I had hoped to avoid radiation and chemo altogether but we couldn't get assurance that skipping that step was safe enough. It was heartening to learn that the doctors who discussed the strategy recommendation have not seen many situations like this. There are very few patients who come in with this early stage esophagus cancer. The diagnosis is T2M0. They were very curious how someone who had no symptoms managed to get an endoscopy that was almost perfectly timed.

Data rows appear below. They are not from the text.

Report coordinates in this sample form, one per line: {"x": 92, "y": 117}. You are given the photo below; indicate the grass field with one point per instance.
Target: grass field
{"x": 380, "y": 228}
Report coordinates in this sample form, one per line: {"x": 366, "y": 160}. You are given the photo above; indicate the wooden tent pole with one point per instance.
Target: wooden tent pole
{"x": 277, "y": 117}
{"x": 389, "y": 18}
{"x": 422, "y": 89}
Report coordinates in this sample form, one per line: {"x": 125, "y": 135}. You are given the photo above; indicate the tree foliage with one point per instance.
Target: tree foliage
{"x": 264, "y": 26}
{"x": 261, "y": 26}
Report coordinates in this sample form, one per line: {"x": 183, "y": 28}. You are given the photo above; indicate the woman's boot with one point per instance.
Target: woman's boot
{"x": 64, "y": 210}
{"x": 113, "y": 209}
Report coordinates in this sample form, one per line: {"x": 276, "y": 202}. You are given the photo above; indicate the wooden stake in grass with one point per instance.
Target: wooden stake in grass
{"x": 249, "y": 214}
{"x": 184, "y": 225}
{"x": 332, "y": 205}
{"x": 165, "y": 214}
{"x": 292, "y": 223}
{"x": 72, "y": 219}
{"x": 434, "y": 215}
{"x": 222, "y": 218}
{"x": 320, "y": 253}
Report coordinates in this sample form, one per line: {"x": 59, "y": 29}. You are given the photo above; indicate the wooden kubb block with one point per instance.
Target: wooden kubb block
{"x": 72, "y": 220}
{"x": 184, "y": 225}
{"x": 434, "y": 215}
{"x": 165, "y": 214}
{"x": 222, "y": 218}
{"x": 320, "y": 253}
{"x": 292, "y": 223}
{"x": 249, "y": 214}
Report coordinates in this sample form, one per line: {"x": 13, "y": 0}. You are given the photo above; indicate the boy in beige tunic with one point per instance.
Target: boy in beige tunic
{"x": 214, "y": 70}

After a very long discussion in what they called a 'tumor board' there was no consensus. The tumor board consists of specialists and dedicates time to collaborate on cancer patients. The board consists of a surgeon, an oncologist, a radiation oncologist and an anesthesiologist. They try to jointly come up with a recommendation. It's possible that surgery, by itself, could eliminate the cancer. It's also possible that a combination of radiation and chemo could eliminate the cancer. On the other hand, it would be safer to do all three treatments, but each treatment has it's own risk and discomfort. If I were older or in poor condition, they would have tried one thing or another and taken the risk of the cancer coming back. In my case, it is possible to do all the treatments because I am in good health and relatively young. So, we decided to be as thorough as possible. We agreed to do some additional testing and planning next week. We will begin the week after. I will have to go in for radiation five days a week at the Stanford Medical Center. I will have to spend about 5 hours doing chemotherapy every Monday. The remainder of the chemotherapy will be by tablet. So, we will plan to stay in San Carlos Monday through Friday and go to Pacific Grove on weekends as long as I feel good enough.

After the radiation and chemotherapy, I will need about six weeks to build my system back up and get ready for surgery. Surgery should take place in early May. I'll probably be recuperated enough to work in July. We feel good about the strategy. I feel that I got diverse, thorough and first class advise. I also feel that I was in control of the decision.